Между первым и вторым посланием расстояние без малого три десятка
лет. Но это пишет один и тот же человек. С тем же внутренним
стержнем и каким-то особенным (даже пугающим!) отношением к
смерти. Опять-таки, оговоримся: во всяком случае, внешним
отношением.

Медик А. Д. Сперанский вспоминает: «В семье Горького мне пришлось
уже пережить одно тяжелое событие. Два года назад умер его сын
— Максим Алексеевич Пешков, человек большого своеобразия,
талантливая, искренняя, несколько отвлеченная натура,
преданная делу своего отца, оставивший многие из подлинно своих
начинаний, чтобы служить ему. Болезнь сразу приняла
катастрофический характер. В последний день Алексей Максимович не
ложился спать. Долго, до поздней ночи, сидел в столовой и вел
беседу на посторонние темы — о войне, о фашизме, но главным
образом о ходе работ института <ВИЭМ>. Временами мне было
трудно говорить, так как я знал, какая трагедия подготовлялась
наверху. Однако Горький сидел, лицо его было полно внимания,
реплики к месту, и только нервное постукивание пальцев
лежащей на скатерти руки могло вызвать подозрение о том, что у
него делается внутри. Когда через 2 часа после смерти сына к
нему со словами сочувствия пришли старшие товарищи, он сделал
усилие и перевел разговор на рельсы посторонних вопросов,
сказав: «Это уже не тема». Так же Алексей Максимович умер и
сам. Просто, как если бы исполнял настоятельную обязанность».

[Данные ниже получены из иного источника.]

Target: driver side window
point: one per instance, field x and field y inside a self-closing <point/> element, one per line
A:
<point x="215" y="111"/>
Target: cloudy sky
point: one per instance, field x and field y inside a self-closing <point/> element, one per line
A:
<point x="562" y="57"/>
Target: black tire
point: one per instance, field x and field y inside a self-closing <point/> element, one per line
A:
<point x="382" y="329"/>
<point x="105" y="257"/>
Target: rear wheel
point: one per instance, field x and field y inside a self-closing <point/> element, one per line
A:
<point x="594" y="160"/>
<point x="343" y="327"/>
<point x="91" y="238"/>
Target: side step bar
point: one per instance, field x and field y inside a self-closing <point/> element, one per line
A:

В воспоминаниях ученого из ВИЭМ Сперанского (кстати, опубликованных
в «Известиях», 1936, 24 июня, то есть до
суда над «убийцами» Горького и Максима) бросается в глаза
загадочная фраза: «мне было трудно говорить, так как я
знал, какая трагедия подготовлялась наверху
». Если
это не случайный и неуклюжий оборот речи, то можно
предположить, что Сперанский и в самом деле намекает либо на
сознательное умерщвление Максима «вредительскими методами лечения»,
либо — на врачебную ошибку Левина и Плетнева, лечащих
докторов Горького, которые находились с Максимом «наверху», пока
Горький со Сперанским, скрепя сердце, обсуждали проблемы ВИЭМ,
проблемы долголетия, а может быть, и бессмертия
человеческого. Но почему Сперанский не спешил наверх, где умирал Макс?
Почему Горький не настаивал на этом?

Приходится признать, что единственное здравое объяснение этому мы
найдем в показаниях Крючкова на суде. И, следовательно, эти
показания не были совсем лишены правды.


Крючков. Когда Максим Пешков узнал, что он болен
крупозным воспалением легких, он попросил — нельзя ли вызвать
Алексея Дмитриевича Сперанского, который часто бывал в доме
Горького. Алексей Дмитриевич Сперанский не был лечащим врачом, но
Алексей Максимович его очень любил и ценил, как крупного
научного работника. Я сообщил об этом Левину. Левин на это
сказал: ни в коем случае не вызывать Сперанского. <...>

Консилиум, который был созван по настоянию Алексея Максимовича
Горького, поставил вопрос о применении блокады по методу
Сперанского, но доктор Виноградов, Левин и Плетнев категорически
возражали и говорили, что надо подождать еще немного. В ночь на
11 число, когда Максим уже фактически умирал и у него
появилась синюха, решили применить блокаду по методу Сперанского,
но сам Сперанский сказал, что уже поздно и не имеет смысла
этого делать».


Таким образом, всё более или менее становится на свои места.
Оскорбленный недоверием к своему методу Сперанский и сочувствующий
ему (однако, не желающий возражать Левину и Плетневу)
Горький, понимая, что «дело кончено» и Максим обречен, ведут
беседу о том, что, по убеждению Горького, важнее смерти сына: о
жизни и долголетии. Когда «старшие товарищи» (очевидно, так
не без иронии называет Сперанский врачей: Левин старше его на
18 лет, Плетнев — на 16), приходят выразить Горькому свое
сочувствие, Сперанскому остается развести руками: меня не
послушали?! А Горькому с хладнокровием сказать: «Это уже не
тема».

Но всё это еще не доказывает убийства Максима врачами и Крючковым, а
только свидетельствует о тех нервозных врачебных
разногласиях, заложниками которых оказались Максим, потом его отец.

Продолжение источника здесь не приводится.